Intellectual Freedom, the Digital Divide, and Cuba
February 23, 2009

I’ve started doing some research for an intellectual freedom project that examines the relationship between the government and the media in Cuba.  By way of the “Future Librarians for Intellectual Freedom” blog, I came across this article that the Guardian ran last May.  The issue of the Cuban government restricting access to Cuba’s most popular blog is, of course, disconcerting if, admittedly, emblematic of the current information environment in Cuba.  What surprised and concerned me perhaps even more significantly, was this line: “Old Havana has just one internet cafe, a state-owned enterprise charging £2.50 an hour for computer use, a sum that is a third of the average Cuban monthly salary.”

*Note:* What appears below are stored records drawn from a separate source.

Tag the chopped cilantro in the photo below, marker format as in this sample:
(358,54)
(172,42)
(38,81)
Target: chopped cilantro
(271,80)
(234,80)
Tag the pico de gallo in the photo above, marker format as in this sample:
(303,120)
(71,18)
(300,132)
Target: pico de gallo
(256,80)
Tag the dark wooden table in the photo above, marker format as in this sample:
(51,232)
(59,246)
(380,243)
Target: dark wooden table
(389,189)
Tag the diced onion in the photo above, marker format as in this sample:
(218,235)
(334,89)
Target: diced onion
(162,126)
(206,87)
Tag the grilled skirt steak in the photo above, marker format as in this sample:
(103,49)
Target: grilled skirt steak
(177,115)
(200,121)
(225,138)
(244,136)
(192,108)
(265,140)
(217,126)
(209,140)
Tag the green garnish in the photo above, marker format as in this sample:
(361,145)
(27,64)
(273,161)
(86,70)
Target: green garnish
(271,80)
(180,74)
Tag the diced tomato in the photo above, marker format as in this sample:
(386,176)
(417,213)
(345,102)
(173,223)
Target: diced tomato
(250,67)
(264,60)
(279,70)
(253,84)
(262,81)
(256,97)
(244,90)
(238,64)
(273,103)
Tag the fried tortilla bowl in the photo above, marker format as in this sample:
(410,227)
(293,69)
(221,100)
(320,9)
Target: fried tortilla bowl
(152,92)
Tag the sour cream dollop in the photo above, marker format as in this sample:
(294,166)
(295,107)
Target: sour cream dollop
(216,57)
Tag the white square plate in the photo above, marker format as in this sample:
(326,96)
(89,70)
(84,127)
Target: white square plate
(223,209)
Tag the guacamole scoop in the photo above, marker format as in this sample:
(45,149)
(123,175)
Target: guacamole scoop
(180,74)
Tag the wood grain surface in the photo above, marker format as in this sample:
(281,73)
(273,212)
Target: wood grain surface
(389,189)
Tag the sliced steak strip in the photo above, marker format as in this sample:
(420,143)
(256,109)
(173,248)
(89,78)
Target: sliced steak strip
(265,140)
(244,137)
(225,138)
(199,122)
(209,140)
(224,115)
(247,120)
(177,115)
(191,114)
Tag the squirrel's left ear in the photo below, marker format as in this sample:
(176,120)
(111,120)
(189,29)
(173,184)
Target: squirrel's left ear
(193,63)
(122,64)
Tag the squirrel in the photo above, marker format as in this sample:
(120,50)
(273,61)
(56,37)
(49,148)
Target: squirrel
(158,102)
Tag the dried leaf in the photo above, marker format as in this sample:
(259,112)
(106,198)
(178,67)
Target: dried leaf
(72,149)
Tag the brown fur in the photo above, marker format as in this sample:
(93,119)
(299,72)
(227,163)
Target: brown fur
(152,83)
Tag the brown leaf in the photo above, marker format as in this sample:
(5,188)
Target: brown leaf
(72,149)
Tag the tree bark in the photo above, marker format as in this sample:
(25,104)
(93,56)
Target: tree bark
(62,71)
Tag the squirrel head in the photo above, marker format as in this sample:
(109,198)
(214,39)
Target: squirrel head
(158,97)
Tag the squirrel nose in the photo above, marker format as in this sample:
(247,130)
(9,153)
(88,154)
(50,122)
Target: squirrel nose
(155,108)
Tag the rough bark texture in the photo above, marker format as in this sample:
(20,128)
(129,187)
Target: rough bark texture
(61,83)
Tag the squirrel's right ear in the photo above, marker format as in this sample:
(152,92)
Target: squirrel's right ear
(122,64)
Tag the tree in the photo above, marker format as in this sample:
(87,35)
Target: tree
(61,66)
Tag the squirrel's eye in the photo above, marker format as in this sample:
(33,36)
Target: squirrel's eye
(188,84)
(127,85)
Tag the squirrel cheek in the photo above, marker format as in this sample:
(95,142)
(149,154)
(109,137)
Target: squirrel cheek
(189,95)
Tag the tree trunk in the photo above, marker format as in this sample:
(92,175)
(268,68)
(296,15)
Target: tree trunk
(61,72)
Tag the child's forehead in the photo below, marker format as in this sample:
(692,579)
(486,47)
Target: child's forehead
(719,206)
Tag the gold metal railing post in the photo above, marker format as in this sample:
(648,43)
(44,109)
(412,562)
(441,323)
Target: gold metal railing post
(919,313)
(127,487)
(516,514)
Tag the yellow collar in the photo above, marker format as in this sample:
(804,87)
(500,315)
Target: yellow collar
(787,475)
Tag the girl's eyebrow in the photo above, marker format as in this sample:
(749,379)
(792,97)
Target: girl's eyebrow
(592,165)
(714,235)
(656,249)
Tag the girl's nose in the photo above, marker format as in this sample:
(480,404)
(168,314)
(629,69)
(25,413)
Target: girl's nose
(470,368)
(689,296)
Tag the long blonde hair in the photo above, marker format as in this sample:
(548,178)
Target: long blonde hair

Having the ability to access information is an essential element to intellectual freedom.  In the States, much of the significance of the First Amendment, in regards to intellectual freedom, has just as much to do with being able to freely and easily access diverse information as it does with being allowed to speak freely.

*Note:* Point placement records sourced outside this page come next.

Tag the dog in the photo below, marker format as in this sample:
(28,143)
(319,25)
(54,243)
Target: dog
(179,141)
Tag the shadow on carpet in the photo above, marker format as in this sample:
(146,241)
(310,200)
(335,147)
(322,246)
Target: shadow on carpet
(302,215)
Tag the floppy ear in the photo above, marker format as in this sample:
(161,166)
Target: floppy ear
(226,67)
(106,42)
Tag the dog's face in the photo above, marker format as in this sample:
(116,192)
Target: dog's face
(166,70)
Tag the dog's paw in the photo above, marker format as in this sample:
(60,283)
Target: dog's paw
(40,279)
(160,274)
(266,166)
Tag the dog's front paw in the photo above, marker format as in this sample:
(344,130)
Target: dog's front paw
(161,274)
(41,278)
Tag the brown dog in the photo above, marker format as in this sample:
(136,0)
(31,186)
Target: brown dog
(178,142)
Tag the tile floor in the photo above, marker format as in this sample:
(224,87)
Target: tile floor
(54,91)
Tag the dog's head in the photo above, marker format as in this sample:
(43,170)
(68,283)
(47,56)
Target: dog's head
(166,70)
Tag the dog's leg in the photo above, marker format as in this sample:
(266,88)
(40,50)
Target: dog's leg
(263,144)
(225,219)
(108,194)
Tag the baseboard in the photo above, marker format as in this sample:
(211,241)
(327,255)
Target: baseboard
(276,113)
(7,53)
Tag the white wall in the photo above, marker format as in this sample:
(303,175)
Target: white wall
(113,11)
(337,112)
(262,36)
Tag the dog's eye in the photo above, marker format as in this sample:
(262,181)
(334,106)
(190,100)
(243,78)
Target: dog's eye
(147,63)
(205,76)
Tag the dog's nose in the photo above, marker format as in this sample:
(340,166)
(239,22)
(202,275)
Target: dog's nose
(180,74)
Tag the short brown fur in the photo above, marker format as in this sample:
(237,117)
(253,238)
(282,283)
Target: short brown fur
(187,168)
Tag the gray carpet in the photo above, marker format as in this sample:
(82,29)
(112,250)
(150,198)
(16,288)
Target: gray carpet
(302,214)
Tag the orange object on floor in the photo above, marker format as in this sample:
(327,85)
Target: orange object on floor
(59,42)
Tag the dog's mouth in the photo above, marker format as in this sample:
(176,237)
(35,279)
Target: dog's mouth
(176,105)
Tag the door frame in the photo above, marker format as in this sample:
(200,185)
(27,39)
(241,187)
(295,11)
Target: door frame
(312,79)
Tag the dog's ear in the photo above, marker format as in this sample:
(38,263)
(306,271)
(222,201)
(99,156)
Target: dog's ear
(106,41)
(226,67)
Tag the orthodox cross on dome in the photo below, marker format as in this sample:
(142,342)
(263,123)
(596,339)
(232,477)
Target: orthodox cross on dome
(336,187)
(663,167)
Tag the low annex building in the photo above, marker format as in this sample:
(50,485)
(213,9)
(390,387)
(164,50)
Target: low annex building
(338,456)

Of course, this is not the first time that I’ve perceived a connection between the digital divide and what I like to call “equality in information.”  But I think that it is imperative that we frequently remind ourselves of how interconnected digital divide and intellectual freedom issues often are.  Addressing one and not the other often overlooks a significant portion of a bigger issue.  In this case, Raúl Castro could lift all governmental bans on access to the Internet today, which would be a cause for joy, in terms of intellectual freedom.  Yet, until the digital divide is bridged, a majority of Cubans would still be unable access this information.

Addressing the digital divide and intellectual freedom in Cuba are both daunting and, in many ways, distinct tasks.  I will be focusing my efforts on intellectual freedom, but I need to remember that it is important to often take a step back and look at the whole equation.  This can be overwhelming, but it should also provide an even stronger impetus to address these issues head on.